Sunday, 15 May 2011

Words and Phrases - Wise Advice

Denis Wright commented on a post over at my pedantic blog, and much of what he said, I thought, made perfect sense:

"Here's some words I warned my students not to use in their essays:
basic, concept, context, emphasise, essential, initial (=first)
however, in terms of, while.
apparently (ironic), curious(ly), devastating, dimension (figurative), formulate (= say), insight,
literally (figurative), precisely, state (= say).
accent, angle, climax, highlight, pinpoint, reroute, slant.
approach (noun), background, bitter, crucial, drastic, emphasise, factors, forte.
key (adjective), picture, situation, stimulating.
connive (= conspire), consensus of opinion, disinterested (= uninterested).
overly, presently (= now), too [I don’t feel too well.”], end product, free gift.
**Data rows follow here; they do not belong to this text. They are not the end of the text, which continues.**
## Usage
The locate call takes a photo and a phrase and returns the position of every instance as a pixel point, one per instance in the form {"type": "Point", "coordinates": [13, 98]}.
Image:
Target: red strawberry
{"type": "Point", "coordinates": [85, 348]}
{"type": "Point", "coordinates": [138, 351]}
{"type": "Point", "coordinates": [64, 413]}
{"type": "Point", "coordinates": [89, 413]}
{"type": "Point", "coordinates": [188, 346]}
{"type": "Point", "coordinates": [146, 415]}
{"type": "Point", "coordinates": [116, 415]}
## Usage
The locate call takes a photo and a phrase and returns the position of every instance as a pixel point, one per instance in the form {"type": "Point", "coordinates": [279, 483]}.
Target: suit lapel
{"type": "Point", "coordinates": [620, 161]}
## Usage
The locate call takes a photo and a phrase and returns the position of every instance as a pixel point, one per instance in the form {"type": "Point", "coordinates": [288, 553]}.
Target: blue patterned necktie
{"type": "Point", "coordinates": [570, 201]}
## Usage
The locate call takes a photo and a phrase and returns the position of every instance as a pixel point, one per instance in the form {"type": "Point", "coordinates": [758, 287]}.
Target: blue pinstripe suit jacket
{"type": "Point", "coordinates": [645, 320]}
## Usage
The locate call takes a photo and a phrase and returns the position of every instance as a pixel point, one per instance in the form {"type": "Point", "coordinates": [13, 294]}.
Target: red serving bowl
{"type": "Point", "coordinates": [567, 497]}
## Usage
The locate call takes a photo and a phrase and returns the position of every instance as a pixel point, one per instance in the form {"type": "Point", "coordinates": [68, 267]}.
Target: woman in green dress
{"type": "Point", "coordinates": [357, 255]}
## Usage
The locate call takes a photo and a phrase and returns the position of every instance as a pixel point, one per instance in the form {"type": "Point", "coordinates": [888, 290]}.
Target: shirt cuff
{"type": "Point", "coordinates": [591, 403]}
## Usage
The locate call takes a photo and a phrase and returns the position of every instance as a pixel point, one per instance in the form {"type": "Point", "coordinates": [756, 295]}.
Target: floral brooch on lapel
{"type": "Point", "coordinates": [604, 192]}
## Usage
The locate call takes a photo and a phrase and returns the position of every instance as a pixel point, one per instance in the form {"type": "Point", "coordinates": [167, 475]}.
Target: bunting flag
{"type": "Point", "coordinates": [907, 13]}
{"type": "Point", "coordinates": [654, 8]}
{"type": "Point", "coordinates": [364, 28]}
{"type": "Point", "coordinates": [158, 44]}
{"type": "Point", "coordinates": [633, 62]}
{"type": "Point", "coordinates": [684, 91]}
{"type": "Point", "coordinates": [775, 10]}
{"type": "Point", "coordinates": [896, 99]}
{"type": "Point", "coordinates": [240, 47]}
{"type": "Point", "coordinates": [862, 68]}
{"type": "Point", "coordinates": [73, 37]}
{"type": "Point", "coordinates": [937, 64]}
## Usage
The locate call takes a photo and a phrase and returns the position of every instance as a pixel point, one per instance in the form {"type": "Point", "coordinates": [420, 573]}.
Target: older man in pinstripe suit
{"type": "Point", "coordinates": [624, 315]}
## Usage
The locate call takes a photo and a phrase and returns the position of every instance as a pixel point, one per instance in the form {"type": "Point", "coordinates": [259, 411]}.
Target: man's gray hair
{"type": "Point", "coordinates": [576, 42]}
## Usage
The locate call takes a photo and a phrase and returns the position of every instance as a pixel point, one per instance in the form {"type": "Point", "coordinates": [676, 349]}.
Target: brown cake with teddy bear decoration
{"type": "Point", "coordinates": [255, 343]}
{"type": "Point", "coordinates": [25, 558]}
HOWEVER, I use an awful lot of them in my blog these days, just because I can! "

I would try to avoid 'basic', 'initial', 'in terms of', 'devastating' and other hyperbolic adjectives, 'disinterested', 'overly', 'presently' and 'end product' under just about all circumstances. I find the list useful even where I don't necessarily share Denis's dislike of a particular word, simply because it reminds me to think and concentrate as I choose my words - and many of the words, (eg 'however), are ones that I know, as I reach for them, are signs that my argument has a weak link I'm trying to disguise.